There is alot of marketing acess about being able to use an iPAQ PDA (also manufactured by Compaq and running PocketPC/WinCE). There doesn't appear to be anything specific to the ``iPAQ'' part of it, other than Compaq happen to manufacture them. After a bit of hunting there is indeed nothing specific and the card is merely checking for the presence of the string ``Windows CE'' in the `User-Agent:' HTTP header passed by the requesting browser.

The easiest way to tell whether you are logging-in from a handheld (um, piece of M$ Wince) is to check the index page on the plain HTTP output from the card (the one that normally directs you straight to the HTTPS secure login). The wording changes slightly and includes the phrase ``Please Tap here to login'' (instead of ``Please ClickUser-Agent:'' string in a couple of Linux browsers.

The simplified pages still insist on using some javascript (like dynamically writing the <form> with the button you can click to continue!). I used Lynx for my initially debugging which allow its identity to be set:

	$ lynx -useragent='Mozilla/2.0 (compatible; PIE 0.6; Windows CE)' http://riloe.card/

The is also a strange `hang' and the page never quite finishes downloading without the `-source' parameter. I'm wondering wether the HTTP server on the card is setting the `Content-type:' is something strange as Lynx is complaining.

I got slightly further with Konqueror, the Browser written for the KDE desktop, which also allows setting arbitrary identities and in addition has Javascript support. I have some screen-shots showing what I discovered in the ./screenshots/ directory.

My ultimate hope is to workout what I can minimally preform with `telnet-ssl' or `lynx-ssl' to effect a reboot by jumping directly to the CGI page that is responsible for the reset.

It is one of those things they could have left really simple and easier and instead decided to over-complicate; and then add hacks so that specific lower-spec devices could access it. Keep It Simple Stupid.

Unix Telnet access

The cards only eat CRLF, the Windows-style line-ending sequence (ASCII 0x10, then 0x13) which is somewhat annoying as both the MS Telnet application and Putty running on Windows work fine, but when using any Unix client it is not possible to get past the login phase, although once in it works fine. No amount of `mode crlf' type fiddling will make it work; the only kludge I have so far is:

	$ (echo -e 'Administrator\r\nXXXX\r\n' ; cat) | nc 192.168.0.1 telnet

This of cause can't send control characters, nothing fancy can be sent although you can log into a `getty' login prompt and run a couple of commands from the shell.

This is still useful: I have used it whilst working a colo'ed machine in a data-centre by plugging a [Happy Hacking] keyboard into the PS/2 ports on the motherboard and then using a small Libretto as an output device over the network.
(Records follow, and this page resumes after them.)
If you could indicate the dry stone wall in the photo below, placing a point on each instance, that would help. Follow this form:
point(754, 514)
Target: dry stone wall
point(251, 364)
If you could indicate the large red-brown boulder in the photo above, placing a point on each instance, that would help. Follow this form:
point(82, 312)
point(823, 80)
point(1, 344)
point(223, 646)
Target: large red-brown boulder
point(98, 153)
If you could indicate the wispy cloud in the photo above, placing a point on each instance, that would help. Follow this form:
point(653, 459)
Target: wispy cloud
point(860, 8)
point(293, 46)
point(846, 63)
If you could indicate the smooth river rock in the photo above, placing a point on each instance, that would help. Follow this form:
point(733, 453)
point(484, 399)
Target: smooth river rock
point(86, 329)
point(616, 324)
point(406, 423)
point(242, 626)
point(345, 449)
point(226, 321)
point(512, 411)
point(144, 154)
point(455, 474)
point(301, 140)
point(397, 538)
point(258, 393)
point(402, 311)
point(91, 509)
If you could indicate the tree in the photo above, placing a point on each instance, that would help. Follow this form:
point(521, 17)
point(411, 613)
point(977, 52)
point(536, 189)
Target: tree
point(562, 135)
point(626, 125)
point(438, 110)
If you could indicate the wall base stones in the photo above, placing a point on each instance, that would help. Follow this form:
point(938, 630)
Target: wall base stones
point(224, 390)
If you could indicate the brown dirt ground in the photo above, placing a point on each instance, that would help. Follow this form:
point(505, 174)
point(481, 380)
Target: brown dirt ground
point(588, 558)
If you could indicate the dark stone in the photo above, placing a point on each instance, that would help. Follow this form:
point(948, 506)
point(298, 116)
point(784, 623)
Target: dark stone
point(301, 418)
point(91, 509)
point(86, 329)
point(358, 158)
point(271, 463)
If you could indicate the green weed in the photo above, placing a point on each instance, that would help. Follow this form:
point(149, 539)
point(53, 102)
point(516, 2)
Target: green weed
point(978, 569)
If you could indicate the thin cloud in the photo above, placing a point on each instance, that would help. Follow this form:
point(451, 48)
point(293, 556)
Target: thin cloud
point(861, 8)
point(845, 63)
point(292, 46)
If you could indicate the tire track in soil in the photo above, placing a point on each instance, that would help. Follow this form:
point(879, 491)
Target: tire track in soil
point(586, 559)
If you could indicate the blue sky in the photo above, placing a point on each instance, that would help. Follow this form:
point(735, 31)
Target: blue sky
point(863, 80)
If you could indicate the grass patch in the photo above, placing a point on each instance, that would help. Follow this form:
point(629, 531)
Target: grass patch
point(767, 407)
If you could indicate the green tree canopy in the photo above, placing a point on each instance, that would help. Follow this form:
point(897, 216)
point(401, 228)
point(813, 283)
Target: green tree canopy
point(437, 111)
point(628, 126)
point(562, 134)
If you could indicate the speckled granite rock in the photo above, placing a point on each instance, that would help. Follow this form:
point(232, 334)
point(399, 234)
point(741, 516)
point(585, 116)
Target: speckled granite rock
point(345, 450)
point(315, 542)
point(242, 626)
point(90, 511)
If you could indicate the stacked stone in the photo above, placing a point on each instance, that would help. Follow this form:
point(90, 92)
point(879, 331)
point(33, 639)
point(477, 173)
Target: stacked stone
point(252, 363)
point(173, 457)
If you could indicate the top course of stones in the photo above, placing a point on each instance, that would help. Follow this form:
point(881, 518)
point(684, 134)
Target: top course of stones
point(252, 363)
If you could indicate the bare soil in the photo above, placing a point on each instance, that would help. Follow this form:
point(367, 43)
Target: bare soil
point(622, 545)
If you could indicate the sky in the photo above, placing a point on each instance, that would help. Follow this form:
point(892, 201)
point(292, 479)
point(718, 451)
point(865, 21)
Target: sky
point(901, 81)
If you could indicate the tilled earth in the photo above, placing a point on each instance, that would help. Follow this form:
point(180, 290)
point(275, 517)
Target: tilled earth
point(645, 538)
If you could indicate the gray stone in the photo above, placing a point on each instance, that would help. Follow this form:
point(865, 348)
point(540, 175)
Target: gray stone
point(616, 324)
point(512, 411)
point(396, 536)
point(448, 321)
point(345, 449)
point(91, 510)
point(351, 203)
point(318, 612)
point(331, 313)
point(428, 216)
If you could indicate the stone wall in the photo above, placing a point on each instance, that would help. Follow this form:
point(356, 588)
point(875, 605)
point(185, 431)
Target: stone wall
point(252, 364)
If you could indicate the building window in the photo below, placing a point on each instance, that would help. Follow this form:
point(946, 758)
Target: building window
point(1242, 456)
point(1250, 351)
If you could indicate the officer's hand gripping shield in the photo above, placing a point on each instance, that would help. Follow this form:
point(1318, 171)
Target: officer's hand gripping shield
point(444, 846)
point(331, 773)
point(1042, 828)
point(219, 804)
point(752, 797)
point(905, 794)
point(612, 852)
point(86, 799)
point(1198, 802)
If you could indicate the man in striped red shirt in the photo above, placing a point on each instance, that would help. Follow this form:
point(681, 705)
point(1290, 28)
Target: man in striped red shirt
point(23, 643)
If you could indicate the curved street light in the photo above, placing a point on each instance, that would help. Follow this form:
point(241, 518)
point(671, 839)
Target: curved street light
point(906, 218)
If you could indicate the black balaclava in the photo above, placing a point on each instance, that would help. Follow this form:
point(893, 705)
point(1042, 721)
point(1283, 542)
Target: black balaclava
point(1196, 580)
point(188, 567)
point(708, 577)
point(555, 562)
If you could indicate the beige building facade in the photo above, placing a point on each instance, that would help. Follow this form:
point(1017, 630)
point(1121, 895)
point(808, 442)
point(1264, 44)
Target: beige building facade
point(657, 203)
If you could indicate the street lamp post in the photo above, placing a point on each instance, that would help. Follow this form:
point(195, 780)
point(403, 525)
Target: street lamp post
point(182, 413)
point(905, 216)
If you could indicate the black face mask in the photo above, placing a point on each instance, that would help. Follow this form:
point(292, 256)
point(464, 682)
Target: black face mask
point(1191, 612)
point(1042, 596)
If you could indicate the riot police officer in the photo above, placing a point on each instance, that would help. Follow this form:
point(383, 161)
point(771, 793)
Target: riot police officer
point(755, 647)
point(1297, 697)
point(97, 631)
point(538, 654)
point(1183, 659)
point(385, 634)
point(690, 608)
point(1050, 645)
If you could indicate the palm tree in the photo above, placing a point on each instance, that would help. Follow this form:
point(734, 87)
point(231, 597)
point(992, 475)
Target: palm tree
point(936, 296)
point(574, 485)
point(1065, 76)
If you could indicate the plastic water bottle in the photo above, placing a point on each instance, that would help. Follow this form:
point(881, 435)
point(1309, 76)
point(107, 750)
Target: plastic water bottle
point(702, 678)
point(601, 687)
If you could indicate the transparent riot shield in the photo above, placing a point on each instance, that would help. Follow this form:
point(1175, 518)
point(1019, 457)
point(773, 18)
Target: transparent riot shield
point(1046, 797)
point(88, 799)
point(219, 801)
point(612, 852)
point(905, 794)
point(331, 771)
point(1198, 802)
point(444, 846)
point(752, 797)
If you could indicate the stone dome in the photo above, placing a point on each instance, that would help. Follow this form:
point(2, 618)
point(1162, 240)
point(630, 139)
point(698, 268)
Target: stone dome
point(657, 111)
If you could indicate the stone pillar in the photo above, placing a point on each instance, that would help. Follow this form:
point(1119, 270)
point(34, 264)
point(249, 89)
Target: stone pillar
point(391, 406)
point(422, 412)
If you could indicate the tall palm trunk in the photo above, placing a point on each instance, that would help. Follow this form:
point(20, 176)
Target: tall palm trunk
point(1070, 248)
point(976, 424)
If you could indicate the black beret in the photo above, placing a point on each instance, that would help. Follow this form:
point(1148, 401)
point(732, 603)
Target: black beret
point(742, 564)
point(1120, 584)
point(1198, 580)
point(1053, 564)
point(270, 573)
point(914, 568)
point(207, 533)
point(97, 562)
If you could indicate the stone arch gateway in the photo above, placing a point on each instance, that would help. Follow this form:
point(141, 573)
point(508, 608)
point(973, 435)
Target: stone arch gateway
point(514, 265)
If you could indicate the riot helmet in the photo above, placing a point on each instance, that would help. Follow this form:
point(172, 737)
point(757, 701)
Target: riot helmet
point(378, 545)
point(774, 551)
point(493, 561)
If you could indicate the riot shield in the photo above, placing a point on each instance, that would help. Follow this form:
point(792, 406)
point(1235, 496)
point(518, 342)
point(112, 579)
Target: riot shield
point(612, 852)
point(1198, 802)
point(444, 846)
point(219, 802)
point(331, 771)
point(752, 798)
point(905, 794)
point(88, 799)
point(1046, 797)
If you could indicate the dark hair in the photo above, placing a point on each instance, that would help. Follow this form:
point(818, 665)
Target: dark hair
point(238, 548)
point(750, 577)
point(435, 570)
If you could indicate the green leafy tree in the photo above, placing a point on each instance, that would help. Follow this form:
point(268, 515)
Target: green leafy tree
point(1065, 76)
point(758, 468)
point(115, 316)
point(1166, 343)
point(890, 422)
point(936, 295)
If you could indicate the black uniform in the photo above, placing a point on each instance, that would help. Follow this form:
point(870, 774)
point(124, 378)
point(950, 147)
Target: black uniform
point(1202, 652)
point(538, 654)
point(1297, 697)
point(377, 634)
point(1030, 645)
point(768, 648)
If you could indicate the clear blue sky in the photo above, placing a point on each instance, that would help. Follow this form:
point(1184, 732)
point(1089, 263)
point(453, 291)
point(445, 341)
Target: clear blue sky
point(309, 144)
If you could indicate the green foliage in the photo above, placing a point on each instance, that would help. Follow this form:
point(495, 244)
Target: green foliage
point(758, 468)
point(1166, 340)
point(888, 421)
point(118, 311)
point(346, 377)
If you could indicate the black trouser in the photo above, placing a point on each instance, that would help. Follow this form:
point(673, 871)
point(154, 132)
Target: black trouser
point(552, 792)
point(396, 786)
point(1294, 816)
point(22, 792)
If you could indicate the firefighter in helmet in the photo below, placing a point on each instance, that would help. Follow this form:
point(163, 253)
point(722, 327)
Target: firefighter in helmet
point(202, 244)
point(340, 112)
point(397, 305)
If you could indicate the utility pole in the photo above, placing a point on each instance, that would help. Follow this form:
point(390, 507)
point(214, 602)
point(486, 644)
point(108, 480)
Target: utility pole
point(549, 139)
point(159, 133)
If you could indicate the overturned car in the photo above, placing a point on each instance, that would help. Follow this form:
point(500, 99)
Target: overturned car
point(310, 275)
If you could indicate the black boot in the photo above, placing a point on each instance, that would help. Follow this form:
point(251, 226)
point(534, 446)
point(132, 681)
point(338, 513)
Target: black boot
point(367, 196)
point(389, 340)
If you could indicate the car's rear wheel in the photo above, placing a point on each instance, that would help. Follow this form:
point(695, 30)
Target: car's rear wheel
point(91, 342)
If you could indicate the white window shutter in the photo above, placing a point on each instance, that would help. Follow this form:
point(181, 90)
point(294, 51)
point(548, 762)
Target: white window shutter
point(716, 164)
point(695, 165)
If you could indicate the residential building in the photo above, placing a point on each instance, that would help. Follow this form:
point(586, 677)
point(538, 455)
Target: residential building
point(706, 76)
In this case it's quite amusing that the keyboard was bigger than the monitor!

Wishlist

I wish they'd just implemented SSH, or even SSL'ed telnet. I would have really like the ability to send a hot-key to activate a menu with the reboot options. The hardware is *perfect*, I really wish I boot some alternative, decent firmware on it for I would to do--which is use Secure Console access, access the Pre-OS BIOS config like I can do on a Sun box and have a forced reboot option.